<center> 
  <h1> Mind The Duality Gap : Safer Rules For The Lasso </h1> 
</center>

In [2]:
!pip install python-intervals

Collecting python-intervals
  Downloading https://files.pythonhosted.org/packages/4e/51/b29570d4a820610be14d232aec77e6f0c66bca3d400f4903e98cc00012cb/python_intervals-1.10.0.post1-py2.py3-none-any.whl
Installing collected packages: python-intervals
Successfully installed python-intervals-1.10.0.post1


In [0]:
import numpy as np
import matplotlib.pyplot as plt
from scipy import linalg
from numpy.random import multivariate_normal
from scipy.linalg.special_matrices import toeplitz 
from numpy.random import randn
from intervals import Interval, inf
from scipy.optimize import minimize

One chooses Coordinate Descent as iterative solver. <br/>
The idea of coordinate descent is to decompose a large optimisation problem into
a sequence of one-dimensional optimisation problems. 
Coordinate descent methods have become unavoidable in machine learning because
they are very efficient for key problems, namely Lasso, Logistic Regression and
Support Vector Machines. <br/>
Moreover, the decomposition into small subproblems means that only a small part 
of the data is processed at each iteration and this makes coordinate descent
easily scalable to high dimensions. 
The idea of coordinate gradient descent is to perform one iteration of gradient
in the 1-dimensional problem :
$$
min_{z \in X_{i}} f(x_{k}^{(1)}, \ldots, x_{k}^{(l-1)}, z, x_{k}^{(l+1)}, \ldots, x_{k}^{(n)})
$$
instead of solving it completely. In general it reduces drastically the cost 
of each iteration while keeping the same convergence behaviour.

## Data Simulation

In [0]:
from numpy.random import multivariate_normal
from scipy.linalg.special_matrices import toeplitz
from numpy.random import randn

def simu(beta, n_samples=1000, corr=0.5, for_logreg=False):
    n_features=len(beta)
    cov = toeplitz(corr ** np.arange(0, n_features))

    # Features Matrix
    X = multivariate_normal(np.zeros(n_features), cov, size=n_samples)

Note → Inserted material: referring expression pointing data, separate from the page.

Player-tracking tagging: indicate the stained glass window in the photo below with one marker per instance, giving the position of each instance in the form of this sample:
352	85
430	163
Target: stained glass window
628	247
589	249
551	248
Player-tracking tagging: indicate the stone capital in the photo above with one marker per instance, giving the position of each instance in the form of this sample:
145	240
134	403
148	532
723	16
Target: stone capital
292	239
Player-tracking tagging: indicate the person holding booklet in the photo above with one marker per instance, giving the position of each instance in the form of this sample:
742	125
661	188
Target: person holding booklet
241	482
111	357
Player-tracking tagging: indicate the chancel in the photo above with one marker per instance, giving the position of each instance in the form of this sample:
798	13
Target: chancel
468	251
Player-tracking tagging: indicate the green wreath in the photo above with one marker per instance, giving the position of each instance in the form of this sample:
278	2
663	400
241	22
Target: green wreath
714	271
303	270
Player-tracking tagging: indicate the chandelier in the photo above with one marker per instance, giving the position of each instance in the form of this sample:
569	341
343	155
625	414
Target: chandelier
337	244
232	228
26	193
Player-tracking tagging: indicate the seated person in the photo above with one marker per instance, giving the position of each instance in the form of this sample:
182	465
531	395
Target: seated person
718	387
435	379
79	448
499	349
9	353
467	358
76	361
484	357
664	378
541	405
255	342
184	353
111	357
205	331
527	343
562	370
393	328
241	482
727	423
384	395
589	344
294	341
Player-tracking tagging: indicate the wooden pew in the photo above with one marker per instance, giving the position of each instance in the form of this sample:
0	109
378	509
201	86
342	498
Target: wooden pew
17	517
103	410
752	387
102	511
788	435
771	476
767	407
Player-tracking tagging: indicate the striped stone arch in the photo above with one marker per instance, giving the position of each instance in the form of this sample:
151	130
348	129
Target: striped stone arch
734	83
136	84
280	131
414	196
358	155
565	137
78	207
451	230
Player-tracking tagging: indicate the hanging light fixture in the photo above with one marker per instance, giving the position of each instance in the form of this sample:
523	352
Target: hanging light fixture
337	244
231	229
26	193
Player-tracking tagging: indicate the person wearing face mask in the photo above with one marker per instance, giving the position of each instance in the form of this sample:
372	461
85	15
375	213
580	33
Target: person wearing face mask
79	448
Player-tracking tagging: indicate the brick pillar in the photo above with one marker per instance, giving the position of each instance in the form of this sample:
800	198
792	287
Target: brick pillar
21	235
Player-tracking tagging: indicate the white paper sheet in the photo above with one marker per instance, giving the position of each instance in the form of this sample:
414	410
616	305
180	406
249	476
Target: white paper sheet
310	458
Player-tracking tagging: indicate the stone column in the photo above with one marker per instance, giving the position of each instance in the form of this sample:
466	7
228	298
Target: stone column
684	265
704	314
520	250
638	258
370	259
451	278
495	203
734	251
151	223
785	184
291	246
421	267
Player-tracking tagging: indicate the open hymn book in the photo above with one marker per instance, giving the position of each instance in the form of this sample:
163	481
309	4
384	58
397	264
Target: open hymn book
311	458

    # Target labels vector with noise
    y = X.dot(beta) + randn(n_samples)

    if for_logreg:
        y = np.sign(y)

    return X, y

## Test Cell

In [0]:
np.random.seed(0)
n_features = 100
beta = np.random.randn(n_features)

X, y = simu(beta, n_samples=1000, corr=0.5, for_logreg=False)

# print("Features matrix X : \n", X)
# print("Target vector y : \n", y)

## Coordinate Descent Algorithm

In [0]:
def cyclic_coordinate_descent(X, y, n_iter=10):
    """Solver : cyclic coordinate descent 

    Parameters
    ----------

    X: numpy.ndarray, shape (n_samples, n_features)
       features matrix

    y: numpy.array, shape (n_samples, )
       target labels vector

    n_iter: int, default = 10
            number of iterations  

    Returns
    -------

    beta: numpy.array, shape(n_features,)
          parameters vector

    all_objs: numpy.array, shape(n_features)
              residuals vector

    """

    # Initialisation of the parameters

    n_samples, n_features = X.shape
    all_objs = []

    beta = np.zeros(n_features)
    residuals = y - X.dot(beta)

    # Computation of the lipschitz constants vector 

    lips_const = np.linalg.norm(X, axis=0)**2

    # Iterations of the algorithm
    for k in range(n_iter):

        # One cyclicly updates the i^{th} coordinate corresponding to the rest 
        # in the Euclidean division by the number of features 
        # This allows to always selecting an index between 1 and n_features
        i = k % n_features + 1

        old_beta_i = beta[i].copy()
        step = 1/lips_const[i] 
        reg = old_beta_i * X[:,i]
        grad = (X[:,i].T).dot(residuals + reg)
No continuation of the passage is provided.